I benefici socio-economici anche per comunità locali ospitanti

In teoria i campi profughi dovrebbero essere una soluzione provvisoria al problema delle migrazioni umanitarie e per questa ragione sono inizialmente dotati di infrastrutture minime, funzionali a garantire i bisogni primari dei rifugiati oltre a quelli delle organizzazioni che gestiscono i campi. Tuttavia, nella pratica, questi campi diventano spesso stabili, insieme alle persone che ci vivono.

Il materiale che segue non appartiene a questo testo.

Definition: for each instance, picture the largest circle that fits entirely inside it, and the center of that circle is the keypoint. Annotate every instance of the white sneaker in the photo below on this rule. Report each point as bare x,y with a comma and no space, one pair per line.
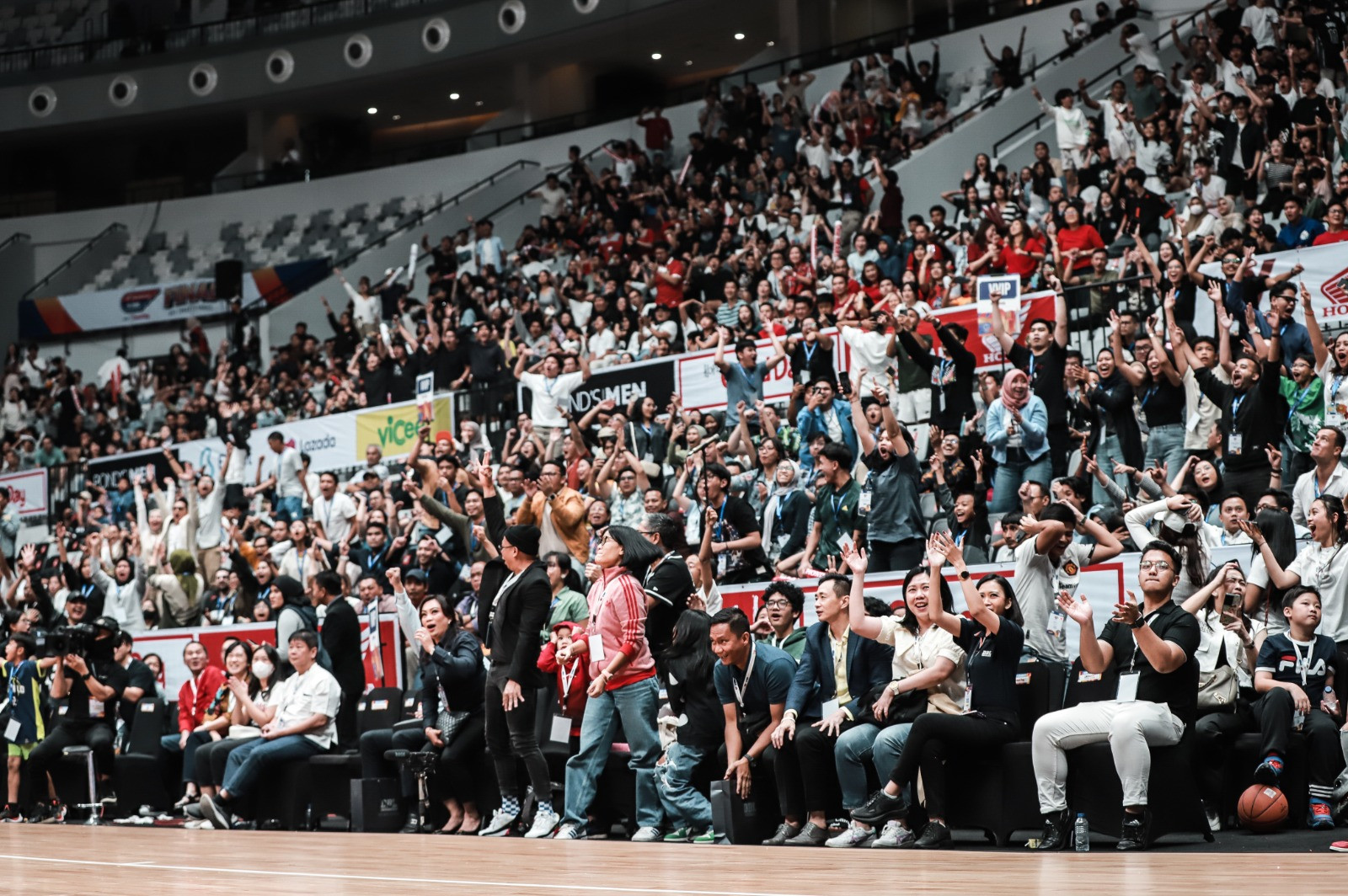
853,835
570,832
894,835
545,824
499,826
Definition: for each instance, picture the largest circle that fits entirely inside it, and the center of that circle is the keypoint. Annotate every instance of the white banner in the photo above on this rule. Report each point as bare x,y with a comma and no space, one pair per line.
27,492
703,387
1325,276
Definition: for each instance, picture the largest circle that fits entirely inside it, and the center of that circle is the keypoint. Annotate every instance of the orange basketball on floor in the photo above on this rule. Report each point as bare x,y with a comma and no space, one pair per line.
1262,808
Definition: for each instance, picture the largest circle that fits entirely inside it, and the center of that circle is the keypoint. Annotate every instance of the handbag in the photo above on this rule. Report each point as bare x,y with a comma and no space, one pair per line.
448,721
1217,689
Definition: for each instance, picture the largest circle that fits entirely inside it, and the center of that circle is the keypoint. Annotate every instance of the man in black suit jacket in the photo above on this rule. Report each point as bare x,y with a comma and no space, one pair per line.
808,774
341,640
510,623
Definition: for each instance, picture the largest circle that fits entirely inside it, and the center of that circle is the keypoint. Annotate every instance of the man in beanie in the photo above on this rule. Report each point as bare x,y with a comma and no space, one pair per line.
509,623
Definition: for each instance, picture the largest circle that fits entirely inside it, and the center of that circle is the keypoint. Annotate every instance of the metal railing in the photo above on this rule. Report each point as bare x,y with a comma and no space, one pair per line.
154,42
1037,121
88,247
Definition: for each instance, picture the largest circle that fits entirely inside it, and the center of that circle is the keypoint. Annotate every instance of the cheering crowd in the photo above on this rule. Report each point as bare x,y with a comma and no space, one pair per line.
538,552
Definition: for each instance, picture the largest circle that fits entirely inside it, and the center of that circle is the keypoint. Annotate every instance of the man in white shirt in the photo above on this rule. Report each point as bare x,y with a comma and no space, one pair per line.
552,391
298,720
336,511
287,477
1328,476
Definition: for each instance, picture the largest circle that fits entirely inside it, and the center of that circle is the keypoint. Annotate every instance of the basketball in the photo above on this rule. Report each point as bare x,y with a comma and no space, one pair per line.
1262,808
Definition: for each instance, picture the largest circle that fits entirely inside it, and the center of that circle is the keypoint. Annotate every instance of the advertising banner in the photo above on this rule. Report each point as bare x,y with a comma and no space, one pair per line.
383,670
159,303
1325,276
27,492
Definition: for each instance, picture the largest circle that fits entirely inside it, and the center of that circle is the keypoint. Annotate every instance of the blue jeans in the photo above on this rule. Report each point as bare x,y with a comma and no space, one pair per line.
290,509
168,743
1006,484
635,705
249,761
684,805
1166,444
867,743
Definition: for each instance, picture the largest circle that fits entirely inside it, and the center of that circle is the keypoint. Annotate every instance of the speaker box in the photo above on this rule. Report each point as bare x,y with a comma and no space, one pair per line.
229,280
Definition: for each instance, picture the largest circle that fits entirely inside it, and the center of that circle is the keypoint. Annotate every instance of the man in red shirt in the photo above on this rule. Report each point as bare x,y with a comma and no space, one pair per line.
666,275
195,700
1335,229
658,131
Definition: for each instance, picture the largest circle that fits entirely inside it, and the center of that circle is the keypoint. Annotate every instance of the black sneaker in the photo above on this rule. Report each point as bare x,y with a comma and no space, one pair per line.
1136,826
1057,832
934,835
880,808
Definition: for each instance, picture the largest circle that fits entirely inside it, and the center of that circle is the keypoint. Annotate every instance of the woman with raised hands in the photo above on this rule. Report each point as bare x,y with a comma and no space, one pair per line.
992,640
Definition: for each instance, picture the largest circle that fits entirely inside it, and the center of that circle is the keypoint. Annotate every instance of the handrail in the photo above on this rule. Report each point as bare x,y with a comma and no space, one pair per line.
1037,121
87,247
260,303
260,24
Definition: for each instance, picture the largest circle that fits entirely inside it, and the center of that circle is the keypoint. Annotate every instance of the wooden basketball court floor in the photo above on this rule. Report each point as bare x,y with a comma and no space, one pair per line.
46,859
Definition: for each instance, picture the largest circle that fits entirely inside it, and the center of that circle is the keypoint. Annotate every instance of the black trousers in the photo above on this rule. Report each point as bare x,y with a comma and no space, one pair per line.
896,557
819,771
375,744
511,738
462,763
1271,717
929,745
96,734
211,759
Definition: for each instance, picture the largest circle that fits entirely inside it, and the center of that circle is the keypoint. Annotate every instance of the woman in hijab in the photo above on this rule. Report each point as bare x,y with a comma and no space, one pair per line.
786,514
623,685
1017,431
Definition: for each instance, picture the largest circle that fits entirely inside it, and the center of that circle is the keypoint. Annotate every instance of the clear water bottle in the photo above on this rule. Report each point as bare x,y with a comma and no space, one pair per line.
1082,835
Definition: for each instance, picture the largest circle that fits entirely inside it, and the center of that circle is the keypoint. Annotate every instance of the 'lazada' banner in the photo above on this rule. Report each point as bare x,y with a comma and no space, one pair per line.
1325,276
159,303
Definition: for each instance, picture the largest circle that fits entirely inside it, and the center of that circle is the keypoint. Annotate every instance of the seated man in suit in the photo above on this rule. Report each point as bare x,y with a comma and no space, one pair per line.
510,615
837,671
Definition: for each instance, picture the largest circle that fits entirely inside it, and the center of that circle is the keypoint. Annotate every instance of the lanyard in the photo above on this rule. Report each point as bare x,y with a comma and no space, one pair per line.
748,670
568,678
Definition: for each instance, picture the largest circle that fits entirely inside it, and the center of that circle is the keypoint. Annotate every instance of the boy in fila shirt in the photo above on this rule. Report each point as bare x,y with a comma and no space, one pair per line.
1294,677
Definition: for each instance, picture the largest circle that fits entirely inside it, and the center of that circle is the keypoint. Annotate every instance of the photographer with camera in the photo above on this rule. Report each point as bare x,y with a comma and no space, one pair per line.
92,682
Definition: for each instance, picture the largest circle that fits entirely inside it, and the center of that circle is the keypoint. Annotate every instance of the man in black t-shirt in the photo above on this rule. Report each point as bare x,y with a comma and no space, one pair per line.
1152,647
1045,359
667,585
94,685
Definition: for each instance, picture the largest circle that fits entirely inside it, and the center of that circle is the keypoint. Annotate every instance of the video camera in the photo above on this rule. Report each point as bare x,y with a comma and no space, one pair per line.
67,639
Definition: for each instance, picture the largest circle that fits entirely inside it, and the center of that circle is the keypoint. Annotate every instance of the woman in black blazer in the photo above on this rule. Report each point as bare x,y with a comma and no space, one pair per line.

L’UNHCR parla ormai di “insediamenti” in luogo di “campi”, confermando l’idea di situazioni ormai stabili, con due e anche tre generazioni nate e vissute in questi insediamenti con lo status di rifugiati.

L’accesso a un’energia sostenibile e affidabile in contesti di sfollamento sta ricevendo una crescente attenzione come un bisogno umano fondamentale e un fattore abilitante dello sviluppo a lungo termine non solo delle popolazioni di rifugiati, ma anche delle comunità ospitanti.

La disponibilità di una buona base di dati georeferenziati, come visto in un precedente studio del Politecnico di Milano (Come progettare da remoto e a basso costo una rete elettrica di distribuzione nei Pvs), ha consentito di verificare che numerosi insediamenti di rifugiati sono in aree dove anche le stesse comunità locali non hanno accesso all’elettricità.

Analizzando la distribuzione della popolazione locale senza accesso all’elettricità e i confini dei campi diventa allora possibile avere indicazioni su dove occorre fornire energia ai rifugiati insieme a quello della popolazione locale, eventualmente favorendo l’integrazione di milioni di persone ormai stabilizzate nei paesi ospitanti, ancorché prive di diritti di cittadinanza.

“La presenza di una mini-grid alimentata a energia solare nell’insediamento di Kalobeyei – conclude Baldi – ha aumentato il numero di attività informali gestite da rifugiati e comunità ospitanti: venditori di bevande fresche, punti di ricarica per telefoni, parrucchieri e molte altre imprese che hanno portato persino all’apertura di una filiale di una banca locale all’interno dell’insediamento”.